How to use Nmap NSE Scripts to find Vulnerabilities - 8 min read

Find Vulnerabilities, Nmap has a lot of features and one of them is a built-in script interpreter called NSE Nmap Scripting Engine.

Nmap is one of the most used and best port scanning tools that exist and is the favorite for many people including for me. But Nmap is not only a port scanner, but this tool is also much more and has so many features. In this article, we highlight the Nmap Script Engine (NSE). Nmap has a lot of features, and one of them is a built-in script interpreter called NSE “Nmap Scripting Engine” Nmap stands for “Network Mapper


Nmap scripts can be used for:

  • Vulnerability detection.
  • Vulnerability exploitation.
  • Backdoor detection.
  • Network discovery.
  • More sophisticated and accurate OS version detection.

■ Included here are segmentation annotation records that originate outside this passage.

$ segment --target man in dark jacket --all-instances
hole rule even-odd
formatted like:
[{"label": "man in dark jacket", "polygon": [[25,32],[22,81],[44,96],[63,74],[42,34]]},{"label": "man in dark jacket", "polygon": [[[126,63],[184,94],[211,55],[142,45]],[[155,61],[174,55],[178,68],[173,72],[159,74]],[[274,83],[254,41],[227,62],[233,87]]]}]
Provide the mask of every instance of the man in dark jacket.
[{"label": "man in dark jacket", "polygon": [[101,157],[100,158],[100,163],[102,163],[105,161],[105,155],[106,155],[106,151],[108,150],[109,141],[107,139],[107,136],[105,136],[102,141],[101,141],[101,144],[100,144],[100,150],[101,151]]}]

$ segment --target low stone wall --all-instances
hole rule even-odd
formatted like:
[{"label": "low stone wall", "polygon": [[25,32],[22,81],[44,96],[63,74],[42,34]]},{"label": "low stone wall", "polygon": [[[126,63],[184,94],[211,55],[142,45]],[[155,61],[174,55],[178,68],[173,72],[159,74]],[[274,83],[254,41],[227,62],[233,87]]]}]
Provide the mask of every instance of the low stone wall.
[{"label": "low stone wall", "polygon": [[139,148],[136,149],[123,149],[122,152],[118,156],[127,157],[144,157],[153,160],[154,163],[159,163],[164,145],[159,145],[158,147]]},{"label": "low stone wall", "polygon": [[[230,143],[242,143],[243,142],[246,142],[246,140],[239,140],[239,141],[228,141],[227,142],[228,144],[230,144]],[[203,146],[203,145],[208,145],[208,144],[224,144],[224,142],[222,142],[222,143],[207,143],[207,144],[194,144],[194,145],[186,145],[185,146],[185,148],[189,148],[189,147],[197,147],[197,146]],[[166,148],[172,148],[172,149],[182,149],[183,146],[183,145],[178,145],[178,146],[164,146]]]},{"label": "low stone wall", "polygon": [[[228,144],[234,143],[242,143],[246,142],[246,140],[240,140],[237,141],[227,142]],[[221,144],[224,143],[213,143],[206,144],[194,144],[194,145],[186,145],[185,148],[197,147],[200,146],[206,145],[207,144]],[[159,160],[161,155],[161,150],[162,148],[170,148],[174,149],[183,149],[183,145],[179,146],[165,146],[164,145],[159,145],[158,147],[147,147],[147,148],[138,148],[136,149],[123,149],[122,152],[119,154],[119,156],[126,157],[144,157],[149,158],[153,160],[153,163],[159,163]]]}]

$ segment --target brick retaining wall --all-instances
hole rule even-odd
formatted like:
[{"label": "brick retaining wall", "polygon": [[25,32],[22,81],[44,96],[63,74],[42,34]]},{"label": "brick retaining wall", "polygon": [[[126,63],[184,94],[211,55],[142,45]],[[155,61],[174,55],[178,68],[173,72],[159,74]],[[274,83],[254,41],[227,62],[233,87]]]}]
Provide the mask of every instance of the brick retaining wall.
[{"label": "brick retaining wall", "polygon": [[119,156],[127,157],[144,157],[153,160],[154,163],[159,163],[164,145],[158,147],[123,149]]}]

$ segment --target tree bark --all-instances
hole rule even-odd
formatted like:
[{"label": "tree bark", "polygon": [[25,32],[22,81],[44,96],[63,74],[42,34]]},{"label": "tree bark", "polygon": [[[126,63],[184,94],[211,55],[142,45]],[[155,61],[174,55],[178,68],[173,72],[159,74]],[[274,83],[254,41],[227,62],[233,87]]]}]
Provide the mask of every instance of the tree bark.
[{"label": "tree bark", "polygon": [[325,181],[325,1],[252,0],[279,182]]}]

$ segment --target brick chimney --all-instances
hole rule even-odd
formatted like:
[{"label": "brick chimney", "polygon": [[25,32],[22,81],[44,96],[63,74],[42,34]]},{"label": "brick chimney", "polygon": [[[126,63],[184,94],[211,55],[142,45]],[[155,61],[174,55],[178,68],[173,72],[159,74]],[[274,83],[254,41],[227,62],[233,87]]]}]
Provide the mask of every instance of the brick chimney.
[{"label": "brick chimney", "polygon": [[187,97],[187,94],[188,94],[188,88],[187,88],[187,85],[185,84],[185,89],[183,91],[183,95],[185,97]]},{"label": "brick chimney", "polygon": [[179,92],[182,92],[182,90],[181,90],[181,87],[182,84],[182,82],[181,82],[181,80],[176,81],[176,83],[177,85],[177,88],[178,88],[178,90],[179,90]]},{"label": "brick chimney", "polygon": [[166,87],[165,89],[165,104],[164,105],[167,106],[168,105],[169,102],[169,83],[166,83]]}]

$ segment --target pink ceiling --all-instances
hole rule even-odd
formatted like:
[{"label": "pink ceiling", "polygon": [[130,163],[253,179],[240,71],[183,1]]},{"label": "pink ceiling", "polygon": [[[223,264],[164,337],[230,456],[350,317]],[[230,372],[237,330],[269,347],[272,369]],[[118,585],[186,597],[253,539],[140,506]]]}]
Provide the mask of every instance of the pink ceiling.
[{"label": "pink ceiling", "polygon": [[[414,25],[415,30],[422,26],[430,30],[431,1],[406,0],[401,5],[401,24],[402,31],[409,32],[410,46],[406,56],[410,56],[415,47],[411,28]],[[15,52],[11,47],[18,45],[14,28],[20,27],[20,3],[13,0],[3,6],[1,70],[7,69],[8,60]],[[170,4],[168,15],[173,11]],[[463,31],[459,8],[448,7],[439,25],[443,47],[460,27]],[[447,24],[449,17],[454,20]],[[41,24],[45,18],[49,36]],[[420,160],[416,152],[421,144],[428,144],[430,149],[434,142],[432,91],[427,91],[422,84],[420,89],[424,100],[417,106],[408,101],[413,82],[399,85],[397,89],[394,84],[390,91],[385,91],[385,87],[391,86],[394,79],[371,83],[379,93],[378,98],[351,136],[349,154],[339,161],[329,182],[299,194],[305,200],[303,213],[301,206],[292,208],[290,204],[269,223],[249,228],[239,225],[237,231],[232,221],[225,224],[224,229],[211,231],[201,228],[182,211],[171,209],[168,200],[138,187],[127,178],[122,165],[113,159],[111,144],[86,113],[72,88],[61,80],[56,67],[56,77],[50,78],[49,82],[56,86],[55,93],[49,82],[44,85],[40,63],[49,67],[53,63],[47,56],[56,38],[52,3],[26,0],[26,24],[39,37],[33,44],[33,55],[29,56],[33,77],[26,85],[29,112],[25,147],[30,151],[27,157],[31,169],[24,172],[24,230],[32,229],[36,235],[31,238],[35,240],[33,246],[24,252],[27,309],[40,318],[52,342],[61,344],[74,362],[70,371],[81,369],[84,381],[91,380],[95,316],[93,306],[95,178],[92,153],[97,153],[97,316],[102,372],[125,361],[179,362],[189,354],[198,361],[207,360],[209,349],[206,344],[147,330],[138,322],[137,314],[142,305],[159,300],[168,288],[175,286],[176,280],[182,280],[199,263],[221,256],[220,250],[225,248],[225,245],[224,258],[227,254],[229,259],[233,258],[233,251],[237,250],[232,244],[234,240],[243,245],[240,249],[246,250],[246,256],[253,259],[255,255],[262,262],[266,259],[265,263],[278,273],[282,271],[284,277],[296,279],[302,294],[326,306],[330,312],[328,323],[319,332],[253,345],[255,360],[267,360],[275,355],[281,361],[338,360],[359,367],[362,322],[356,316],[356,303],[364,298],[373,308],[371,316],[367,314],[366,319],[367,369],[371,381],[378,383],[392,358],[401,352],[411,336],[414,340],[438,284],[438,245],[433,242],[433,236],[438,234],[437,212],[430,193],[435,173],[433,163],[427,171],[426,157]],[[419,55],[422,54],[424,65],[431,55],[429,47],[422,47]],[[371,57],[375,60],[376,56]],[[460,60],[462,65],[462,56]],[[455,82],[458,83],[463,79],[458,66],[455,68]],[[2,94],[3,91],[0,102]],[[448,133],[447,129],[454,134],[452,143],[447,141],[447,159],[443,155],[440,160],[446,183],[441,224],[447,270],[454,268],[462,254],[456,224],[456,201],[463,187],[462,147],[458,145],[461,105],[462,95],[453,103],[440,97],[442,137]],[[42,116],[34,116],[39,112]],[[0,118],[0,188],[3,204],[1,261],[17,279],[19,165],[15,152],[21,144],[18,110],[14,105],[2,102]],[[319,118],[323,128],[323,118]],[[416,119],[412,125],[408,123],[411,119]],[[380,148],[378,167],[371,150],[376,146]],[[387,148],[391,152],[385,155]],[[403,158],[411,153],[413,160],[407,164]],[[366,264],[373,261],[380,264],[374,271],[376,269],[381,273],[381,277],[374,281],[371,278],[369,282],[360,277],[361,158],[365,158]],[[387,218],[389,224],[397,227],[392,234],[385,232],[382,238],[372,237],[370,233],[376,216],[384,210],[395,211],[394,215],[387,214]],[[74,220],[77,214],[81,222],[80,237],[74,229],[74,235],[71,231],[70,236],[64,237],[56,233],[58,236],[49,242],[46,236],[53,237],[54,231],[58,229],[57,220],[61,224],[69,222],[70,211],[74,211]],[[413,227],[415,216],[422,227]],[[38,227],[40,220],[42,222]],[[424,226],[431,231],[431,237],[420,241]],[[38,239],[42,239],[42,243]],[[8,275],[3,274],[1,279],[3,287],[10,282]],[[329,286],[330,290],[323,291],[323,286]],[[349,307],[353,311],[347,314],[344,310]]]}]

Before we move any further, take a look at these points:

  • Do not execute scripts from third parties without critically looking through them or only if you trust the authors. It’s highly recommended that you do this with every script before you use it. First of all, it’s a good start for your own safety and furthermore it will help you to understand how the script is made and the scripting language used to make it.
  • Many of these scripts may possibly run as either a prerule or postrule script. The current standard to choose between a “prerule” or a “postrule” is this: If the script is doing host discovery or any other network operation then the “prerule” should be used. “Postrule” is reserved for reporting of data and statistics that were gathered during the scan.
  • Nmap uses the script.db database to figure out the available default scripts and categories.

Install Nmap on Windows

Nmap is available in several versions and formats. Recent source releases and binary packages are described in the download page of the software.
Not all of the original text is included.